Мой брат был самый лучший! Самый сильный! Теперь у меня совсем нет брата.
Нет, я про клички ничего не скажу. Некогда мне было смотреть, с кем он там компанию водит или какие клички получает. У меня работа. Скажешь ему, бывало:
– Володя, уроки…
А он в ответ:
– Уже выучил.
И, правда, выучил. В дневнике всегда пятерки и четверки. За олимпиады благодарности. Мы думали, он после школы в университет пойдет. А дальше – как сам уже настроится. Он же гуманитарий, весь в мать. Книжки читал разные. С языками у него тоже все было в порядке. В школе шел английский, так мы еще приглашали на дом учителя, и он давал немецкий. Потому что языки надо всякие сразу учить. Будущее у нас с Европой. Вот, чтобы мог понимать, объясняться.

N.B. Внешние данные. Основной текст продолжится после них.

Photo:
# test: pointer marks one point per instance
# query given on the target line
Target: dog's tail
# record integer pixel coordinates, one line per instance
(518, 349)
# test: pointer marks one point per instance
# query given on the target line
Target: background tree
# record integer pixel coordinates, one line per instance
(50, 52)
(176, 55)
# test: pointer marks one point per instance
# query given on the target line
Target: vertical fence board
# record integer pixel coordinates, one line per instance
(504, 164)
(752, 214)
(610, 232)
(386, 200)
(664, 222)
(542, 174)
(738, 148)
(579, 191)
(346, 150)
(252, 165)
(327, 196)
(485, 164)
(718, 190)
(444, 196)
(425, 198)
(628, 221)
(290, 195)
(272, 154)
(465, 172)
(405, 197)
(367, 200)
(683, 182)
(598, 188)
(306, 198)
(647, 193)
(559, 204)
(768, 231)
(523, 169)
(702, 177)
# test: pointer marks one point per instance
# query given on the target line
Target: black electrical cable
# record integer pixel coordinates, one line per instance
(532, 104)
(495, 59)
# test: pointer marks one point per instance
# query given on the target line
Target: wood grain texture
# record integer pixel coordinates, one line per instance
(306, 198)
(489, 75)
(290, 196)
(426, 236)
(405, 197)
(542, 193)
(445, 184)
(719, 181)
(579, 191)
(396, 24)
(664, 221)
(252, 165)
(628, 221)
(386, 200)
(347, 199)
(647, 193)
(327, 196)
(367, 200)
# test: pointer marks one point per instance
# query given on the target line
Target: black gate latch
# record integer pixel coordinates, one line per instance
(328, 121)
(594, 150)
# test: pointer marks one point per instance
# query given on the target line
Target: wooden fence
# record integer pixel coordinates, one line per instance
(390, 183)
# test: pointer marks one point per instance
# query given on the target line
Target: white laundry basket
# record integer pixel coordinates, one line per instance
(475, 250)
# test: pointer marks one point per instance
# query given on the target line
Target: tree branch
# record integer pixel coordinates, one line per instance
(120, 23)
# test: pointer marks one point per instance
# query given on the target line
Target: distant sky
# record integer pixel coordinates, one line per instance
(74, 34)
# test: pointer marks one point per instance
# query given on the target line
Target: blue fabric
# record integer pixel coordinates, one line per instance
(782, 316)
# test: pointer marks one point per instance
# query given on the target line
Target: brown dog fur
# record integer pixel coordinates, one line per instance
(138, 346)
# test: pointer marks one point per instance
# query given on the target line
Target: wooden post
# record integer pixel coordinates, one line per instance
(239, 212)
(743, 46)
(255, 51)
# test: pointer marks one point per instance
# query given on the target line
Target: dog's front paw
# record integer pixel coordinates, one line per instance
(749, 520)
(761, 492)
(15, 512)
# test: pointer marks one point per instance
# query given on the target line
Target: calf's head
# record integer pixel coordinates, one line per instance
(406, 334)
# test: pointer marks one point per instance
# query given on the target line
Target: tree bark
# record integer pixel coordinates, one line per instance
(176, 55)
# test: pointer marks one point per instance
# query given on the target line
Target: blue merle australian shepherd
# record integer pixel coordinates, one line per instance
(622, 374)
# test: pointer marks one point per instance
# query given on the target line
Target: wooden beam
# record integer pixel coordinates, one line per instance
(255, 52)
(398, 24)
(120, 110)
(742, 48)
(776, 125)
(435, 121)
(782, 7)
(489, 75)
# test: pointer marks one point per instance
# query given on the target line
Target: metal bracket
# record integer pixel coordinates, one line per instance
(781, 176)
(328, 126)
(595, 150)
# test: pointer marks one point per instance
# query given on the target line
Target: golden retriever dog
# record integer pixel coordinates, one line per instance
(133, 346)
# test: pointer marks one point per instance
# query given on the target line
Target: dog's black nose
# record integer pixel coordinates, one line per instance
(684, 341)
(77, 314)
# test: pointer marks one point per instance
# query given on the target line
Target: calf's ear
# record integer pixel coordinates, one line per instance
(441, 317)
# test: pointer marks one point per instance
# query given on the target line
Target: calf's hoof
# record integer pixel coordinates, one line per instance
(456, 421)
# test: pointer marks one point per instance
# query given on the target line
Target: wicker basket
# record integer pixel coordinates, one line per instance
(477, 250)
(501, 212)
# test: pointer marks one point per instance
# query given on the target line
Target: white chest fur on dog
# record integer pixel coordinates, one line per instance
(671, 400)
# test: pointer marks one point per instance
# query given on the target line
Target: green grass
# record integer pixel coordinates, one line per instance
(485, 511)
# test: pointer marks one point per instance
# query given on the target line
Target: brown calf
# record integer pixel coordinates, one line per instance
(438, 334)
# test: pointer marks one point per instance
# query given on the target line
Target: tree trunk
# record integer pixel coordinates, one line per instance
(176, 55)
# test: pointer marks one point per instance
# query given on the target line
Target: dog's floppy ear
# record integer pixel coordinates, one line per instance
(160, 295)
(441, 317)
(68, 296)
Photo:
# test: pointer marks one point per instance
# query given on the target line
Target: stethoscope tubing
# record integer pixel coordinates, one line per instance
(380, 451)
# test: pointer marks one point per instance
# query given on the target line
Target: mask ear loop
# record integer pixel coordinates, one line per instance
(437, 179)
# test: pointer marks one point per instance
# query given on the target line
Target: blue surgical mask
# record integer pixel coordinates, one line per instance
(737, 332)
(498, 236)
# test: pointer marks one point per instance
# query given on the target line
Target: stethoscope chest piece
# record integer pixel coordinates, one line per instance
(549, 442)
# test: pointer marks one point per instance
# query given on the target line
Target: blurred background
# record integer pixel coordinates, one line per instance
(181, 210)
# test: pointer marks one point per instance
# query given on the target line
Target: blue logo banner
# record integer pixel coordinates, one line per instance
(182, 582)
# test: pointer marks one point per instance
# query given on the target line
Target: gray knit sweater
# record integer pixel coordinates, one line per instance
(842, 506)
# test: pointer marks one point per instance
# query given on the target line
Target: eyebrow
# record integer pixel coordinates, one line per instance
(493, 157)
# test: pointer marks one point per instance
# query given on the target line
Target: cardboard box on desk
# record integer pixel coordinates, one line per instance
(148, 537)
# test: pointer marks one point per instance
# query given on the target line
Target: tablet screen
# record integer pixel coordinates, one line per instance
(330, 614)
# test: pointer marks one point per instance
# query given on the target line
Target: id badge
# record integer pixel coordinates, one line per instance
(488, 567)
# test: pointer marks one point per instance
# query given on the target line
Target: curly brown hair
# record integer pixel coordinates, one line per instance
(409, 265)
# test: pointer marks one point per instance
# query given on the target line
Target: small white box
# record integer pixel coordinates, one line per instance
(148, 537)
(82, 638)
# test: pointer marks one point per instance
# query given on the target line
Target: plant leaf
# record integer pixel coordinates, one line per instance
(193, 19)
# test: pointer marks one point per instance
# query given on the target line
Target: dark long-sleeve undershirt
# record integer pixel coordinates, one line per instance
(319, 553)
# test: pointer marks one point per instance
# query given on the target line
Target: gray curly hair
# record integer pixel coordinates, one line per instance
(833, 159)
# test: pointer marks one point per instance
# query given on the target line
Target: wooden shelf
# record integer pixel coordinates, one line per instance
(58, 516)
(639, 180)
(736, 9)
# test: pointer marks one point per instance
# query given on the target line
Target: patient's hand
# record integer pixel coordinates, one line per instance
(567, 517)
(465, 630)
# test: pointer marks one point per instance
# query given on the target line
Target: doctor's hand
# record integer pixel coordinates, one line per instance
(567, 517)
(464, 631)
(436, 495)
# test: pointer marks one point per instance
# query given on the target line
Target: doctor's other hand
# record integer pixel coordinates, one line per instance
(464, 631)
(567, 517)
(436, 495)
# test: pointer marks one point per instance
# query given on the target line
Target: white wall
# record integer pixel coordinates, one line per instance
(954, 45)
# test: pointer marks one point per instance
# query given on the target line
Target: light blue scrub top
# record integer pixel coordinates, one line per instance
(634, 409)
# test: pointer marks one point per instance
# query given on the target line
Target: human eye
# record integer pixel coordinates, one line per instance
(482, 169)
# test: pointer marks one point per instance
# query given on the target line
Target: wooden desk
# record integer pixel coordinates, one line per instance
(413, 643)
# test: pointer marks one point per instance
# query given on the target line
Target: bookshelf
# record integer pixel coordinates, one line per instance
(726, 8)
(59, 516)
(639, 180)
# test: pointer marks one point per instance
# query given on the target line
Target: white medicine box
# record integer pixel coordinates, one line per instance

Друзья? Да, я знаю… То есть, знал, что у него были друзья. Но к нам не приходили. Они все время где-то там во дворах собирались. Ну, теперь-то средства коммуникации такие, что не надо долго сговариваться. Созвонились быстро, конференцию провели, и вперед – на митинг. На встречу, то есть.
Спорт – это обязательно. Я его сам в каратэ записал. Он не хотел сначала, а потом втянулся. Там ведь не только нагрузки физические и общее развитие организма. Там еще и воспитание.
В общем, сыном своим я гордился…
Да, наш экипаж был первым на этой аварии. Там страшное дело, конечно. Машина, прошу прощения, просто всмятку. Этот вот, обвиняемый – весь в подушках и в крови. Хоть и ничего серьезного, вроде. А мальчишки все поломаны-побиты. Чтобы тела достать, пришлось резать кузов. Ни двери, ни окна – все всмятку, я же говорю.
Что? Обвиняемый? Да от него разило! И он сразу сказал, что выпивал в этот день. Еще что говорил? А кто его слушать будет? Протокол составили, схему нарисовали. Он подписал, и мы его отправили в больницу. Вот и все.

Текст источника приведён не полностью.